Since Jenna was fully symptomatic at diagnosis, it was too late to administer the rabies vaccine/immunoglobin combination, and there was no hope that she would recover. With one exception, physicians advised the Gieses to take Jenna home to die. The lone dissenter was a young infectious disease specialist named Rodney Willoughby, who had just started at Children's of Wisconsin four months earlier. He proposed an "intense antiexcitotoxic strategy while the native immune response matured" combined with antiviral therapy. To that end, coma was induced with ketamine and midazolam in order to suppress brain activity. Ribavirin, an antiviral medication, and amantadine, a drug approved to treat dyskinesia associated with parkinsonism, were also administered because of limited evidence of efficacy in laboratory models of rabies infection.
Two weeks later, Jenna woke up, the first recorded survivor of symptomatic rabies infection.

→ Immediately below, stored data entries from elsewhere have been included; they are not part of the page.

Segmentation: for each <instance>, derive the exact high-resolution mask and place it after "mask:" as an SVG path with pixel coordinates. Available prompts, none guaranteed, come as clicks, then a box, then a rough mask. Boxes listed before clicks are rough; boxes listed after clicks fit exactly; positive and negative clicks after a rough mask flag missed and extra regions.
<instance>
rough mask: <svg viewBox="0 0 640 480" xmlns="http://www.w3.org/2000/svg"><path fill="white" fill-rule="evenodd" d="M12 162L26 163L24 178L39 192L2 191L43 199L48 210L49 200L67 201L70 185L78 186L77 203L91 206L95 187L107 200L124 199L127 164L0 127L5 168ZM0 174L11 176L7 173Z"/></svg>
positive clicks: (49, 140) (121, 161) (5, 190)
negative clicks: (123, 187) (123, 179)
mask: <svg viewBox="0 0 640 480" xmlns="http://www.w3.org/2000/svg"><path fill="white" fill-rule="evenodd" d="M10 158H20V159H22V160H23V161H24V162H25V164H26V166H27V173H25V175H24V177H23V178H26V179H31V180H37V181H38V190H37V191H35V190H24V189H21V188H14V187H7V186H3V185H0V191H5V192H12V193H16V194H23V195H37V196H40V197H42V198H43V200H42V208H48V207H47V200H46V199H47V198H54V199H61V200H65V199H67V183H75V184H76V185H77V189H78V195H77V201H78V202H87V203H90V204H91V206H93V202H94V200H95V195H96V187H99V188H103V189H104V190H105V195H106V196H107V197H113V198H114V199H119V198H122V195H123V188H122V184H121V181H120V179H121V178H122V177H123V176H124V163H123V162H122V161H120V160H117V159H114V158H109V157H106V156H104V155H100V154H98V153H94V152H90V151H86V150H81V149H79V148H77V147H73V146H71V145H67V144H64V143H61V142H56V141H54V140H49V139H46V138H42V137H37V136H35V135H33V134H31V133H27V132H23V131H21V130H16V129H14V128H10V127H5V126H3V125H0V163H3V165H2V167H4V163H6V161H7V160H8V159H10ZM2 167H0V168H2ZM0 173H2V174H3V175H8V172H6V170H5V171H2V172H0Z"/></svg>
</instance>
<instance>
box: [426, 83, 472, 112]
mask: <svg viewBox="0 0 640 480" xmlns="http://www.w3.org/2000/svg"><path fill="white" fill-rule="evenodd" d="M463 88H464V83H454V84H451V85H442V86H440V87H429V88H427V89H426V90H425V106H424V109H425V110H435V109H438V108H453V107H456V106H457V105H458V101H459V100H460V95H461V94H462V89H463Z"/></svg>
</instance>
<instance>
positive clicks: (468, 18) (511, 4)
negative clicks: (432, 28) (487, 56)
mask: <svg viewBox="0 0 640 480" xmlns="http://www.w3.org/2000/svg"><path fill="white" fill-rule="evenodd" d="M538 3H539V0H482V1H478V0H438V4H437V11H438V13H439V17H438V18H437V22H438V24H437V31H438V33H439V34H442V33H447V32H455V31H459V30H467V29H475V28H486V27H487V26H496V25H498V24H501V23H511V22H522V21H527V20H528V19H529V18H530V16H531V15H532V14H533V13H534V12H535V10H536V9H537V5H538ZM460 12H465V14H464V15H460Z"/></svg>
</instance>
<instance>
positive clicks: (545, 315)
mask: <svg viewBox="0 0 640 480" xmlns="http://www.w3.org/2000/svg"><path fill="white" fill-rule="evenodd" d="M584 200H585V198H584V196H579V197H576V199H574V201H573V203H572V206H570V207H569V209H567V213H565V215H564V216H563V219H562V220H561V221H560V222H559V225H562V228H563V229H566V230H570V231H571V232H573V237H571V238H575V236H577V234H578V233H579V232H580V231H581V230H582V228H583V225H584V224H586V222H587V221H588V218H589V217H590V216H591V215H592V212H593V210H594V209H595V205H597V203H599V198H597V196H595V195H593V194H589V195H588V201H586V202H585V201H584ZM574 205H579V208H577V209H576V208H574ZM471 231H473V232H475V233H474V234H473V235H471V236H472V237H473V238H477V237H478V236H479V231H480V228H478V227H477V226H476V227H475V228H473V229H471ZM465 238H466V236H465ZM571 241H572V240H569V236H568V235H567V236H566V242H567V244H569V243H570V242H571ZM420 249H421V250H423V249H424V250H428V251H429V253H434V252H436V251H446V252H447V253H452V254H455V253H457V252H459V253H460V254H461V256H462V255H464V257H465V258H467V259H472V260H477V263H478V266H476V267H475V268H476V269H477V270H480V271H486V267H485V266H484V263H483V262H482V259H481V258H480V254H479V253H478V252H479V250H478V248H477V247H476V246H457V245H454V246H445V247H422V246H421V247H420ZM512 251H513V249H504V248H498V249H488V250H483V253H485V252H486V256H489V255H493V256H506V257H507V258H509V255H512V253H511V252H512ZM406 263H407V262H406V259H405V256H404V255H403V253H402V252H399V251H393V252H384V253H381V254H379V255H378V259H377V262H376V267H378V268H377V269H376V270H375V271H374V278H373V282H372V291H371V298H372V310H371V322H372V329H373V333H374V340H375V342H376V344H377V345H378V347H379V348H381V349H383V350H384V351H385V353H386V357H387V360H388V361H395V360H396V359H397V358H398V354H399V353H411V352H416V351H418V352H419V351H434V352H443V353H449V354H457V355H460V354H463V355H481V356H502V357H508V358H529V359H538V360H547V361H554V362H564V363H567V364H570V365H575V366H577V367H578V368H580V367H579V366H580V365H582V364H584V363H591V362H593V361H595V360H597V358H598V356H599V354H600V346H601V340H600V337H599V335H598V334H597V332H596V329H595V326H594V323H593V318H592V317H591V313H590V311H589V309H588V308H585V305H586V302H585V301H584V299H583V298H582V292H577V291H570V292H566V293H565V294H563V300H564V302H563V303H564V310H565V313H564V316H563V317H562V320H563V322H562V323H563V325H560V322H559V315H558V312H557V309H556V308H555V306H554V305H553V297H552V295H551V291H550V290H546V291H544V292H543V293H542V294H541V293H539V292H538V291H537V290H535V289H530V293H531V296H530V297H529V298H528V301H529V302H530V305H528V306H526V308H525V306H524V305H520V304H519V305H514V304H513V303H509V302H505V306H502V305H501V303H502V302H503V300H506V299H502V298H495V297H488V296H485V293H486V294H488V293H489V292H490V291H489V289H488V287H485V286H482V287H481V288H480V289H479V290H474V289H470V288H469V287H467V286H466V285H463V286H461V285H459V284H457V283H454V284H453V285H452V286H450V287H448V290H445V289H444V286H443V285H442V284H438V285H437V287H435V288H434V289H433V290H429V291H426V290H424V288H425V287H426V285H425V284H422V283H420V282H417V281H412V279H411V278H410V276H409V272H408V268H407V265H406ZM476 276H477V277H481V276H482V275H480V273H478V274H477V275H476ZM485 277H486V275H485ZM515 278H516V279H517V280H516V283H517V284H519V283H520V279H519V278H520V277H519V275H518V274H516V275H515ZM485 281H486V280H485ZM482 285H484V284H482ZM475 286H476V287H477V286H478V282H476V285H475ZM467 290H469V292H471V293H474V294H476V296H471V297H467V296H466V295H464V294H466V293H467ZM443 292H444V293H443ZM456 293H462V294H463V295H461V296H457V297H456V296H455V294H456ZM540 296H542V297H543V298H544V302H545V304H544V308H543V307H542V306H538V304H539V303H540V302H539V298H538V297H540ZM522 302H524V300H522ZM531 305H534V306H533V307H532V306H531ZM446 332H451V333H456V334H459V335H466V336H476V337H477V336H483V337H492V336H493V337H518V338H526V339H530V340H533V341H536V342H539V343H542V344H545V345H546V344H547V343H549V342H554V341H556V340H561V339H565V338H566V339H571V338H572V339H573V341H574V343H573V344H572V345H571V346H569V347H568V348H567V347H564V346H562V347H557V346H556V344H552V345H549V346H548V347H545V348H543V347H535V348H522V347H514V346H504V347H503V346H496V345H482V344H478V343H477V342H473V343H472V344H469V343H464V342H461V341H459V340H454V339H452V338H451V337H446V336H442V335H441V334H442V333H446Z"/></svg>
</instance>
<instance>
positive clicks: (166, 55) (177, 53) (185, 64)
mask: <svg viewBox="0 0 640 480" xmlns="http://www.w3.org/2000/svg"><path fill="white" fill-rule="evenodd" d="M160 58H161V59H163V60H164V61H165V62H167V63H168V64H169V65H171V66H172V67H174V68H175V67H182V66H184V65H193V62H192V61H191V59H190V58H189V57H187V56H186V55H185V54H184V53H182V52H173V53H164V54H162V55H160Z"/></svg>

She required extensive physical, occupational, and speech therapy, but returned home in January 2005. She walks with a limp and sometimes has slight difficulty speaking clearly, but otherwise has made a complete recovery. She got her driver's license, graduated on time with her class in 2007, and completed a bachelor's degree in biology. She is married with 3 children under the age of 7, including twins. She and her husband are into sled dog racing. In a very bizarre twist, Jenna found a dead bat in the yard of the home she shared with with her husband. The carcass had obviously been chewed by the couple's 3 Siberian huskies. The results of rabies testing on the remains were positive. The Gieses' dogs were fully vaccinated, and after a mandatory 60 day quarantine period, they returned home. To put this in perspective, fewer than 1% of the millions of bats in the United States are infected with rabies. In less than a decade, Jenna Giese had a close encounter with two confirmed rabid bats.
There are actually 10 other patients worldwide who have survived rabies using the induced coma treatment, which is now known as the Milwaukee protocol. Dr. Rodney Willoughby is still practicing medicine at the Children's Hospital of Wisconsin. He attributes his successful treatment to "[getting] pretty lucky". Of course, many other patients treated with Milwaukee protocol have not survived, but one article I read suggested that the survival rate is around 25%.
There's a fantastic article in the New England Journal of Medicine
here, which covers Dr. Willoughby's treatment strategy in detail. The Milwaukee Journal Sentinel received a Pulitzer Prize in 2005 for their coverage of Giese's remarkable survival and recovery. Children's Hospital of Wisconsin released a nice human interest
article on Jenna's first Mother's Day in 2016.